Créditos: Sean Dreilinger

"Seja gentil, amável e bonita, mas firme e forte, tanto mental quanto fisicamente"
Keiko Fukuda

Continuamos a segunda e última parte do post sobre a história das mulheres nas artes marciais. Veremos incríveis karatekas e mestras em naginata-do e judô enfrentando preconceitos, tornando-se fortes e conseguindo seu espaço nesse incrível caminho da arte marcial.  Se você quiser ler a primeira parte, clique aqui.

Tsuru Matsumura 

Uma das histórias que mais gosto é a de uma mulher, praticante de To-dê (o antigo karatê), a forte e lendária lutadora Tsuru Yonamine, a esposa de Sokon Matsumura (1809-1901, um dos precursores do estilo Shorin-ryu). Tsuru gostava muito de praticar o sumô okinawano com outros homens e frequentemente ganhava as lutas. Também gostava de trocas de socos e full-contact. O pai dela estava desesperado para casá-la e até prometia dotes para quem fosse desposá-la. O problema era que cortejar Tsuru significava estar procurando por uma boa briga. 

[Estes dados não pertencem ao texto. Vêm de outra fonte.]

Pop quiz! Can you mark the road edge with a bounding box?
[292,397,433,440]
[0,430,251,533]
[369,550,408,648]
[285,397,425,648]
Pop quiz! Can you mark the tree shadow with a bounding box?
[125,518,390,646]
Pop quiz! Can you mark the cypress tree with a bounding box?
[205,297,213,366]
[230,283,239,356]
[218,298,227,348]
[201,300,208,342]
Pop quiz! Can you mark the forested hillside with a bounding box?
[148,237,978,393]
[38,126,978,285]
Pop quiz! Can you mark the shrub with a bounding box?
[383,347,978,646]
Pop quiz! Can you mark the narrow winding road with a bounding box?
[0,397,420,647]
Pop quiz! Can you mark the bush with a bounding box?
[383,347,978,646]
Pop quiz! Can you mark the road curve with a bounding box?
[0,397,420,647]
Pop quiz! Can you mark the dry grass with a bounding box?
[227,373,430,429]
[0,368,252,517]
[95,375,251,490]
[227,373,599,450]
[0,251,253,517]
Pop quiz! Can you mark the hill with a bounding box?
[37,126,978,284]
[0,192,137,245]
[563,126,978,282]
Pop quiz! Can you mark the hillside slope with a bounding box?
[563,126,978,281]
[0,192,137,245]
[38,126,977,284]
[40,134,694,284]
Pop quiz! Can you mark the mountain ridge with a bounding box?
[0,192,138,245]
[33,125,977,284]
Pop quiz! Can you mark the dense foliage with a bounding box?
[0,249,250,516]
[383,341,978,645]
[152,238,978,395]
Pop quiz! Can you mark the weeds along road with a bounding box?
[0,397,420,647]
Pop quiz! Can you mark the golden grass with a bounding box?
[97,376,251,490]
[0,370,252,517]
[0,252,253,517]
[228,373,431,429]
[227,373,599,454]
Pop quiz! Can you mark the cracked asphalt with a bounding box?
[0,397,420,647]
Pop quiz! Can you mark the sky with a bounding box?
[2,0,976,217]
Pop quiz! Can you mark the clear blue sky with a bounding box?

Ilustração em preto e branco de Sokon Matsumura, ela é bastante sombreada e ele parece estar com cara de bravo.
Ilustração de Sokon Matsumura. Infelizmente não há nenhuma de Tsuru.
Uma das histórias de Okinawa diz que Sokon Matsumura conheceu Tsuru em uma luta de rua em que ela era sua adversária. Ele não havia percebido que era uma mulher e ficou intrigado porque seus chutes na virilha não estavam causando nenhum efeito. Depois que descobriu que Tsuru era uma mulher, acabou se apaixonando e se casando com ela. Um dos alunos de Matsumura, Chotoku Kyan, uma vez viu Tsuru carregando um saco de arroz de 60 quilos com apenas uma mão enquanto varria a cozinha. 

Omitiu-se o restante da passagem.